I use to go with my dad to work at the gas station (back in the late 60's early 70's). I would get up with him at o dark thirty. I had a sense of excitement, hangin' with Pops. We would go in, the station was 24 hours then, so I would just hang around with him, wait on some cars, and mostly just walk a round the property, listen to the men talk, the way only men can do and as a kid try to make sense of it all. It was a busy station, on the corner of 67th and Jeffrey, where the LSD (Lake Shore Drive) started on the south side of Chicago. My dad met a lot of people, like Cashius Clay, Gayle Sayers, George Seals and a few others. Oh yeah, Cashius is now Mohammed Ali.

In the early afternoon, I would start getting tired and Dad told me to go lay down in back of the Impala. I would crash, but eventually I would here my Dad's voice and he would bring someone over to meet me.

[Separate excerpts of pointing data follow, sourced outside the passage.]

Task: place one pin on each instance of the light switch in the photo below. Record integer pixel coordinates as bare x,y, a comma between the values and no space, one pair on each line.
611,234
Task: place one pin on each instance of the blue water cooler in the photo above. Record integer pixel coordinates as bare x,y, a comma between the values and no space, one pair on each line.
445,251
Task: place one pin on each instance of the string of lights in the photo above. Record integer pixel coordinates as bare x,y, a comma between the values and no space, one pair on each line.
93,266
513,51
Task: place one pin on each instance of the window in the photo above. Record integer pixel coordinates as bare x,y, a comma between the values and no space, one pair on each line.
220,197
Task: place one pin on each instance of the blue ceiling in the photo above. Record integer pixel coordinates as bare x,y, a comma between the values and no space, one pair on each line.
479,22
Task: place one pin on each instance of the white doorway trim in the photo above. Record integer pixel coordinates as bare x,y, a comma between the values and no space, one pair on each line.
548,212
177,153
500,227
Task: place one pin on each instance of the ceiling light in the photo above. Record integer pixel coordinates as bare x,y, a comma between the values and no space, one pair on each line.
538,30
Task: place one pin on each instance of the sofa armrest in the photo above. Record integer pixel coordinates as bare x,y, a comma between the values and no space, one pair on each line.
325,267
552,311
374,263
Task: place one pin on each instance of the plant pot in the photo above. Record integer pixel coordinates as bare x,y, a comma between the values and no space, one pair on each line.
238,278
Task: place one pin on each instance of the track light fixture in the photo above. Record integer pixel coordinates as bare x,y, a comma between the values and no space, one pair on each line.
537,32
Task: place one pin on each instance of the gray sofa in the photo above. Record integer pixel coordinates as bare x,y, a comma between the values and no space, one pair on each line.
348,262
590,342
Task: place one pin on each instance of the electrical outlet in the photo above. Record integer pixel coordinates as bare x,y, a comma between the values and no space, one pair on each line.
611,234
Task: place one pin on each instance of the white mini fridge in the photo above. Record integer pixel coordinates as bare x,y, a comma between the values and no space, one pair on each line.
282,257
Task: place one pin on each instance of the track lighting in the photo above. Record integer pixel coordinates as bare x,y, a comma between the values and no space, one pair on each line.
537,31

I would try and wake up, throw out my hand for a shake and the response from the strager would be always something positive and it up with the concluding remark, "So, your "Dick's" kid". Side Note: My dad was named Richard, but his nickname was Dick, another thing that was hard to grow up with. Anyway, the person I would meet was always in a suit and a hat (back then it was GQ) and they always seemed like giants.

So, what is the point of this entry, only that I wish I would have remembered the names of the people my Dad introduced me to! I always wondered why he did it, he knew I was sleeping, perhaps, as I can only say somewhat reservedly, that he was proud of me, I was his son and that was that. With my Dad, I was always connected.

(Another fond moment, that I will have to share at another time, is that I usually went with my Dad to work on Sunday mornings and the the radio would be playing in the bays (mechanic and grease monkey areas) with Chicago gospel preachers and music.)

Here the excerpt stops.